Housefly, Go Home

Arnold Lobol writes a cautionary tale about a housefly who one day wakes up to see all the dirt in his house.  He diligently begins sweeping.  When he pushes the pile over the threshold, he notices the dirt on his front path, and then on the road.  He’s a good way down the road when Grasshopper comes along and inquires what he’s doing.  Poor Housefly; he’s taken on cleaning up the world.

I am that housefly.  Not that I’m a compulsive cleaner—far from it.  But I can’t look around me without seeing what needs to be done.  A moment spent admiring the (glorious) flower garden with Gwyn turns into a to-do list:  weeding, transplanting, pruning, seeding.  Cleaning the kitchen after dinner, I’m acutely aware of all I’m not cleaning:  the grease on the kettle, the spills in the refrigerator.  Clearing out my email, I berate myself for not writing to my senator to stop the Keystone pipeline or to the Security and Exchange Commission to make public the disparity between CEO- and worker-income.  I have trouble living in an incomplete world.

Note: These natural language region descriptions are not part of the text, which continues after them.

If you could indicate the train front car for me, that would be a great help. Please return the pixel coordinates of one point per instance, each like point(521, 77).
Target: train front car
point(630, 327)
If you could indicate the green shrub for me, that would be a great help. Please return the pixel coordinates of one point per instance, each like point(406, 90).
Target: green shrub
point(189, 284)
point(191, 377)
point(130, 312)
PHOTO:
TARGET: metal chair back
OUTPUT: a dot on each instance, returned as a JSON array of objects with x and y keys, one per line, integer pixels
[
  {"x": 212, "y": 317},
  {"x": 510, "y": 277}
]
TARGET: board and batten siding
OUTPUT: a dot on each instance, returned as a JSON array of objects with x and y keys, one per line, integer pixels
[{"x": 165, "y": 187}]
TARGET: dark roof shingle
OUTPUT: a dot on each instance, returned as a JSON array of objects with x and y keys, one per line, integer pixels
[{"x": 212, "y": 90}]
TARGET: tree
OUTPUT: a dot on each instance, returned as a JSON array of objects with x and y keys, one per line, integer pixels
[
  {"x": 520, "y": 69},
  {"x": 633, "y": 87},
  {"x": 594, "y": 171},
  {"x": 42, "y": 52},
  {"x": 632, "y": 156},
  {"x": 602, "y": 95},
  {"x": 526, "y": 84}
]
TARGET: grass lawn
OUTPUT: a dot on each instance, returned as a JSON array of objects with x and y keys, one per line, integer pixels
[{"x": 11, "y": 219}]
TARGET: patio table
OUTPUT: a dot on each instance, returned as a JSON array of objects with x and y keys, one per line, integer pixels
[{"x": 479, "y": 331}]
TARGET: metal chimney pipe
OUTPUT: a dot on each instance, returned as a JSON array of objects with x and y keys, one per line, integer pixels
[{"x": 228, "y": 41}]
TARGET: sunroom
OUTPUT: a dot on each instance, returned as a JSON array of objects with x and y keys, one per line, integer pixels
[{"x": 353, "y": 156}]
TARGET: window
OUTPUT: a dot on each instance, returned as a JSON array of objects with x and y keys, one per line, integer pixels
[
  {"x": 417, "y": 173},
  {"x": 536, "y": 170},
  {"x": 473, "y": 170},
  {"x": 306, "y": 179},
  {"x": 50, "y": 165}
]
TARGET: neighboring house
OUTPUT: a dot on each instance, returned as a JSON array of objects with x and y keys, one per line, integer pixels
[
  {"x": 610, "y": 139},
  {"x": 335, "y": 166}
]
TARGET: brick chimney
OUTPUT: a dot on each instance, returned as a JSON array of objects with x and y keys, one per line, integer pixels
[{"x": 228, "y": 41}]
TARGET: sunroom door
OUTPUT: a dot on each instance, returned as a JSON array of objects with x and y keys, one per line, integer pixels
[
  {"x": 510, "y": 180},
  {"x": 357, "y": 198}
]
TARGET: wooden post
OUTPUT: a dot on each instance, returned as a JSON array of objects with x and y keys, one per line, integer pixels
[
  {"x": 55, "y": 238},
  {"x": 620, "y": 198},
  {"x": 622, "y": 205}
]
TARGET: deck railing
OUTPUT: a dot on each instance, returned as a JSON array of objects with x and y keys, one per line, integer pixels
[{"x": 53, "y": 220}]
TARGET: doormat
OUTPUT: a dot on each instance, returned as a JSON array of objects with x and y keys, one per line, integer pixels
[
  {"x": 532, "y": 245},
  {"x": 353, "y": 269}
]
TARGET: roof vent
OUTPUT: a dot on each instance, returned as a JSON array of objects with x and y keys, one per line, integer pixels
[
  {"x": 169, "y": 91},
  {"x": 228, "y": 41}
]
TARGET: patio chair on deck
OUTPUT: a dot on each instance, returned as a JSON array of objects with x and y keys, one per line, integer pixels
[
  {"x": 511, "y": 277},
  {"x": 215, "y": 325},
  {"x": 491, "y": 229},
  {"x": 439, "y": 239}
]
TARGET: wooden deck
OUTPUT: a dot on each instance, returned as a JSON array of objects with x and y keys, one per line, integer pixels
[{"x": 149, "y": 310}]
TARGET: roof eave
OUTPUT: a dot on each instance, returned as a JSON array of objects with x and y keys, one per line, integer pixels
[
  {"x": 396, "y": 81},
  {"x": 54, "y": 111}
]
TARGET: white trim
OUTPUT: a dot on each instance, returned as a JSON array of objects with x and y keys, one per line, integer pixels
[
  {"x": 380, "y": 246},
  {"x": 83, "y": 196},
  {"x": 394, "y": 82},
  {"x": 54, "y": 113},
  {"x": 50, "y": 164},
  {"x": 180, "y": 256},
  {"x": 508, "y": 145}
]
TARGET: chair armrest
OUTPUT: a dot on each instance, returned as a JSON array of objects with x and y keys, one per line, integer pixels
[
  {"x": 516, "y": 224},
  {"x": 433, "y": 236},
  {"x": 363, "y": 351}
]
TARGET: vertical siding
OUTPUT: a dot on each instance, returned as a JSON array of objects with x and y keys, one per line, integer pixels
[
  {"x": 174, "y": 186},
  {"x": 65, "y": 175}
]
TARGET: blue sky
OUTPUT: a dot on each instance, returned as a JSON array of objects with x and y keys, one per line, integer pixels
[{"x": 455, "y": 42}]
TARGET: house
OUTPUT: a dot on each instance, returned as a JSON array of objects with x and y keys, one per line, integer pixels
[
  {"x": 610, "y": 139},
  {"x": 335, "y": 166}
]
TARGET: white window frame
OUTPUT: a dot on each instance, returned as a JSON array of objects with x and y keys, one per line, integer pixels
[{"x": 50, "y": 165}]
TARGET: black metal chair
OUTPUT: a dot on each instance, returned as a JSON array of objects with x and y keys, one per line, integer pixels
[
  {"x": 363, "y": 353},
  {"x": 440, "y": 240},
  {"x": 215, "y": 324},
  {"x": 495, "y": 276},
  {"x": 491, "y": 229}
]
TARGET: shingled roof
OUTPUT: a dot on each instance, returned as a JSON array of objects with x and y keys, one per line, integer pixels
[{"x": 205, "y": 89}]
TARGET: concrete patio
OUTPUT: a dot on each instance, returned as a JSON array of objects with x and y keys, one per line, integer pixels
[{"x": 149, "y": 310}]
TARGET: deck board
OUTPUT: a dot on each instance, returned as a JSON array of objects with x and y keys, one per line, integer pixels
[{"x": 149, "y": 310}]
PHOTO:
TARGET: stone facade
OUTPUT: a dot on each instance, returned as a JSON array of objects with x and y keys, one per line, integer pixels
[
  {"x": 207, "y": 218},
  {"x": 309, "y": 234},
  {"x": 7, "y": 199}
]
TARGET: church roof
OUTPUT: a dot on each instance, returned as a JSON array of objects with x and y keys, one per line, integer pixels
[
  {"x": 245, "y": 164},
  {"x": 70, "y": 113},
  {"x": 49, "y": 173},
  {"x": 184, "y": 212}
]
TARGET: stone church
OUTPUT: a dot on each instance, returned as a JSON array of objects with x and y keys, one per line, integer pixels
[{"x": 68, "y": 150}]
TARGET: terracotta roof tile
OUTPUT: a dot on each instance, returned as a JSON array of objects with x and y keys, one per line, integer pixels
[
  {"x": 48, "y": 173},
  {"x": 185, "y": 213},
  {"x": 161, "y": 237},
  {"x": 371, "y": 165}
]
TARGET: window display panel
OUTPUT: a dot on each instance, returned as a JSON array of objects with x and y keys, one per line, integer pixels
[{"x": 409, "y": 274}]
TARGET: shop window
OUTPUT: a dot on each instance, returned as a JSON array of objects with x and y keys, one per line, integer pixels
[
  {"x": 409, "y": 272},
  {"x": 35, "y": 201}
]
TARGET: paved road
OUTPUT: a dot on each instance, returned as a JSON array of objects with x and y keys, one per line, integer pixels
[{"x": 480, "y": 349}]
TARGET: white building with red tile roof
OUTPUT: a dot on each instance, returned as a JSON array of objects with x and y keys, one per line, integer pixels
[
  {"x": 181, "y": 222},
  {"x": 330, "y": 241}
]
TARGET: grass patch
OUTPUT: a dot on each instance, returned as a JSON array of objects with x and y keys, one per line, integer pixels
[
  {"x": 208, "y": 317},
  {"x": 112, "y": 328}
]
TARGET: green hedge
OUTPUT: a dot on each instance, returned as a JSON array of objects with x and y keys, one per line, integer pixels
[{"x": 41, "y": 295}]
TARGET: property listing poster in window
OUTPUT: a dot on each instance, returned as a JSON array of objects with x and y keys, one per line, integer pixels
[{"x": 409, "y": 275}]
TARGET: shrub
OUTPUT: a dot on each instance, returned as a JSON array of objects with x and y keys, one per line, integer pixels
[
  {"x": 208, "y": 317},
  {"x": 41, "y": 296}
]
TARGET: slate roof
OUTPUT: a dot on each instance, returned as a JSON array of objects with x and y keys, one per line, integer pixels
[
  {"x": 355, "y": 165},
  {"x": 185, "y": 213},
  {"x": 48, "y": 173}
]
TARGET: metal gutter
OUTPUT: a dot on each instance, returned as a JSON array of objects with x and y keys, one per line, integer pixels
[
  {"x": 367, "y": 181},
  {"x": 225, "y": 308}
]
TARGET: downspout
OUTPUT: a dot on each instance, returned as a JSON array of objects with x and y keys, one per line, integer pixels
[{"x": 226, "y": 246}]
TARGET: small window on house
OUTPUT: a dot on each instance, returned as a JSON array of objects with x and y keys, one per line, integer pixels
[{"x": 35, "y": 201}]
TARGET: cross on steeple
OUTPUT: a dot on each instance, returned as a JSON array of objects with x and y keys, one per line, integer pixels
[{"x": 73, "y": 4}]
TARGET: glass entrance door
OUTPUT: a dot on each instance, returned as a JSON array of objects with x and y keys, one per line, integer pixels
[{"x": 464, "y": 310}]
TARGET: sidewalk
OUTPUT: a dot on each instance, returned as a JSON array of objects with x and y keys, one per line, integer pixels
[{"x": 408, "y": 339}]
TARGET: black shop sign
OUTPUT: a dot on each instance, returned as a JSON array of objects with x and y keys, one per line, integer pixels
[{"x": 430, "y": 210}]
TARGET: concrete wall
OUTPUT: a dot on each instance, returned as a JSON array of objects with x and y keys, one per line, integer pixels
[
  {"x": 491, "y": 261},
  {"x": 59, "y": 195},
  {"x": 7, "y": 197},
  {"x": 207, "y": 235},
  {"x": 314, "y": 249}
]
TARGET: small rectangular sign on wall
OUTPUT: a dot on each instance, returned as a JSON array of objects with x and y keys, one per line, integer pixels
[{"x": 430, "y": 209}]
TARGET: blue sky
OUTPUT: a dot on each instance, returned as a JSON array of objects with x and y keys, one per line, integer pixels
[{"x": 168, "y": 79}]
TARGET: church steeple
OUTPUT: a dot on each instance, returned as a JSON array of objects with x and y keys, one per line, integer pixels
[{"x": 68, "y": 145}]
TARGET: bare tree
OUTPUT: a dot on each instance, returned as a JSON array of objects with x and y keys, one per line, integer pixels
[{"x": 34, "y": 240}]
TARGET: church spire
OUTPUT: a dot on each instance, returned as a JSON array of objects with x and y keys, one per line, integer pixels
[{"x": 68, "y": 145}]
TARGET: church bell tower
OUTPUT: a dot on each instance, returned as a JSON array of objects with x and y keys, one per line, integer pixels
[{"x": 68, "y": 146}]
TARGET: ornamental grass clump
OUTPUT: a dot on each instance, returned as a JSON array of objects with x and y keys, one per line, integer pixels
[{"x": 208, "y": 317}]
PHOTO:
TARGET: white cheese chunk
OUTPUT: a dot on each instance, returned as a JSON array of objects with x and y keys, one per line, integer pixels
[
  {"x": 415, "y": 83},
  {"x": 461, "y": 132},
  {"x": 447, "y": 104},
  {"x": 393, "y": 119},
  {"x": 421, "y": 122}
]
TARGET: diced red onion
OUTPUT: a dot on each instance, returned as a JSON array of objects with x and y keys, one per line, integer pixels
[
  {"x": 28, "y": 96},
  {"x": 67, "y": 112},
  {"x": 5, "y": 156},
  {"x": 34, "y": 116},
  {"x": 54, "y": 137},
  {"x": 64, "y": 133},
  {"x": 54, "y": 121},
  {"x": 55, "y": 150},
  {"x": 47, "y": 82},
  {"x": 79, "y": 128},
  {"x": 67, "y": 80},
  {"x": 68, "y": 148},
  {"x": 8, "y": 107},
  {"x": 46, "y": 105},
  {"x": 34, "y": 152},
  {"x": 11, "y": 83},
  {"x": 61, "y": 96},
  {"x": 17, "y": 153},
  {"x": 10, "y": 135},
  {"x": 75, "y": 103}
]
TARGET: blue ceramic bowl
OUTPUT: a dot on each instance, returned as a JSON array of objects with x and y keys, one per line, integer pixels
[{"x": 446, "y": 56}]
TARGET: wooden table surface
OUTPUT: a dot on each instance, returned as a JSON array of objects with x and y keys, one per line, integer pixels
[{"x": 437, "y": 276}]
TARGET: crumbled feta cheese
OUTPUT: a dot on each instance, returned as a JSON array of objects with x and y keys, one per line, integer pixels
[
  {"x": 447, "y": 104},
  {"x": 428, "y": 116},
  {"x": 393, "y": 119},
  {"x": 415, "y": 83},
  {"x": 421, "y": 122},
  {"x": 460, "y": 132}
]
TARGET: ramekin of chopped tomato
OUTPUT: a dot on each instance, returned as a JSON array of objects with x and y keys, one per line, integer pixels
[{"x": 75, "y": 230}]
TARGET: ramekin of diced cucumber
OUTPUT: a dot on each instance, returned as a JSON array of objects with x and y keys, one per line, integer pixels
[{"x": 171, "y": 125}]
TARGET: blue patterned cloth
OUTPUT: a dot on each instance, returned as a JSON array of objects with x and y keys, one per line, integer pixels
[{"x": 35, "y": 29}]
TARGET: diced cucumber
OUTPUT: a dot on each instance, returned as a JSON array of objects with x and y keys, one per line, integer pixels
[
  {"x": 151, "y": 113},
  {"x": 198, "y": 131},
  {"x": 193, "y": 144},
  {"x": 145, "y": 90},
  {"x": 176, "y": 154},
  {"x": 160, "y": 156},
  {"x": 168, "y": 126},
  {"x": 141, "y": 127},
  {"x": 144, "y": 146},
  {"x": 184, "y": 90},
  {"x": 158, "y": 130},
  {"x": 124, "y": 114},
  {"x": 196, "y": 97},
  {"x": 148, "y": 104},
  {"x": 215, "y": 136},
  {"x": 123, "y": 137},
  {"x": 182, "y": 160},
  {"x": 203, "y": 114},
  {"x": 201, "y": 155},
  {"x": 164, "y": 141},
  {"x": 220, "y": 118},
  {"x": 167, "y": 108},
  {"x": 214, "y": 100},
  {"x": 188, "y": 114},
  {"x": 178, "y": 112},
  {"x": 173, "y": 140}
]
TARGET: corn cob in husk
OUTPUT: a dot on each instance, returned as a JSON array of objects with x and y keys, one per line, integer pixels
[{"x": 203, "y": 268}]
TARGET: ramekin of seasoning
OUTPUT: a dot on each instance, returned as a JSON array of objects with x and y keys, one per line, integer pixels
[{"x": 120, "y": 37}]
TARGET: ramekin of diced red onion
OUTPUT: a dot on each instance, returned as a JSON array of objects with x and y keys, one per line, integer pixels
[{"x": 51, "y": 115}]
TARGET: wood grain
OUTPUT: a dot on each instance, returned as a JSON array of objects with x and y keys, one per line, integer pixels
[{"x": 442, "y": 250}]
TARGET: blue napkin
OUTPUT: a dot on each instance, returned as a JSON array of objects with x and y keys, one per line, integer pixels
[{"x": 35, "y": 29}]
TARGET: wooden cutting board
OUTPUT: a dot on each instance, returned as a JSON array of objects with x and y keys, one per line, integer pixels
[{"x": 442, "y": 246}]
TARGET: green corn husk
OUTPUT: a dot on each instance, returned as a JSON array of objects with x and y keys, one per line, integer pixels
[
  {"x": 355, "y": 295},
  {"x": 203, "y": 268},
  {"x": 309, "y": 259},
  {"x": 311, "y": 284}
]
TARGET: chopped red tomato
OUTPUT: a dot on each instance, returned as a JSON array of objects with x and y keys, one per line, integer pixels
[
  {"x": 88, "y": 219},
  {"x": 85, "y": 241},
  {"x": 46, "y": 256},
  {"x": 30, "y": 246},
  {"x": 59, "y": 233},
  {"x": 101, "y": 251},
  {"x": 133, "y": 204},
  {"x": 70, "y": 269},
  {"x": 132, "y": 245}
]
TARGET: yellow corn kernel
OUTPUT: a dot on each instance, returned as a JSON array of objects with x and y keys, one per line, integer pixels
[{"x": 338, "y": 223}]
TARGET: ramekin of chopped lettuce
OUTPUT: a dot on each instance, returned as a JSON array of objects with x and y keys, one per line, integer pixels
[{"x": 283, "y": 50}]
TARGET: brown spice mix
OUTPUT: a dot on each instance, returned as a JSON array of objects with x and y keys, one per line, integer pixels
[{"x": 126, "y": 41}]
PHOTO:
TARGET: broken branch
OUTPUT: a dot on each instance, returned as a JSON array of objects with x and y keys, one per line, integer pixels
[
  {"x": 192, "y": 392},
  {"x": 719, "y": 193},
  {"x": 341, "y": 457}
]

Oddly enough, the one arena where I feel peaceful and even passionate about incompletion is in writing.  I advocate revision; I’m the spokesperson for the slow evolution of creative work.  As Mark Doty writes, “the longer we can stay in the state of uncertainty, of unfolding possibility, the better.”  In other words, to be a fully engaged creator, we have to cultivate an enormous tolerance for incompletion.  We must see what we’ve done as well as what can be done—with equanimity, with a peaceful heart.

Most of the time, I’m halfway down the street with a broom before I realize this isn’t how I want to live.  Each day is a new creation, as is a home and work and this society we all participate in making.  My prayer is that we might learn to thrive in the midst of a messy, beautiful becoming.